Mark, I know for a fact that my experience was not an isolated incident. Several other startup founders & Facebook employees have told me that what I experienced was part of a systematic M&A “formula”. Your team doesn’t seem to understand that being “good negotiators” vs implying that you will destroy someone’s business built on your “open platform” are not the same thing. I know all about intimidation-based negotiation tactics: I experienced them for years while dealing with the music industry. Bad-faith negotiations are inexcusable, and I didn’t want to believe your company would stoop this low. My mistake.
In a lot of ways, I got what I deserved. I have come to the conclusion that I took this foolhardy risk because the Twitter “platform” was even more of a joke than the Facebook “platform”. As someone that wants to build quality social software, software that doesn’t force users to re-create their friends list, or not use oAuth, etc., I have to endure huge platform risk. Personally speaking, I am resolved to never write another line of code for rotten-to-the-core “platforms” like Facebook or Twitter. Lesson learned.
@daltonc I’m concerned you’re learning the wrong lesson here, and in doing so lost the direct involvement of a guy like Andreessen.
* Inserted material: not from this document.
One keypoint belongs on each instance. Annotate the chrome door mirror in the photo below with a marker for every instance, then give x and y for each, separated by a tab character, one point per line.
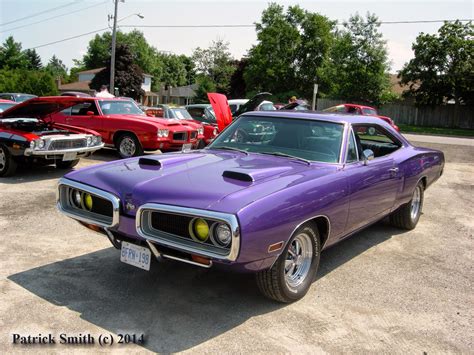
367	155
It’s incumbent on you (and certainly also me) to make sure that we’re starting businesses in segments that actually require a new entrant and can not be filled by a product line extension from an incumbent. Whether or not they fill holes as early as Twitter, large companies with developer programs all consolidate their segments — and do so a economically as possible. That means every third-party developer grows up, sells cheap, or dies.
Playing naive to that reality went out the window in the mid-1980s with PC software and has been reproven by the platforms at least every 24 months since.
The lesson instead is: build something whose very nature makes it a cannibalistic cash flow hit for a BigCo so that their shareholders resist competing, but which their users love.
It feels trite to point to Instagram, but it’s a pretty good example here. In theory, either Apple or Facebook could have built that app instead. For whatever reason, Apple’s strengths seem to systematically keep them out of social. That’s great for a lot of companies big and small. More critically, Instagram’s mobile traffic is lousy for Facebook’s income statement. I’m willing to theorize that Facebook didn’t want to make a social camera work before they figured out mobile monetization. And Instagram grew up before that happened, making its acquisition by someone other than Facebook a bigger threat than the near-term financial hit. It’s no accident that Instagram is getting big-screen friendlier now that Facebook is influencing their product direction.
At Lumatic, we believe that we’re building Maps that screw up the incumbents’ models. We’re using all sorts of bigco third-party APIs and social distribution. If we’re not compelling to them as a developer, that’s no one’s fault but our own.
»I’d go further to say that buy vs. build conversations happen all the time, and it’s kind of honest and direct to have them openly. The only thing that rankles me in Dalton’s post is the implication that there was platform leadership support for their developing in this area. It’s incumbent on a platform that wants to keep the good faith of its developers to warn them away from the soon-to-be-filled holes if it reasonably can.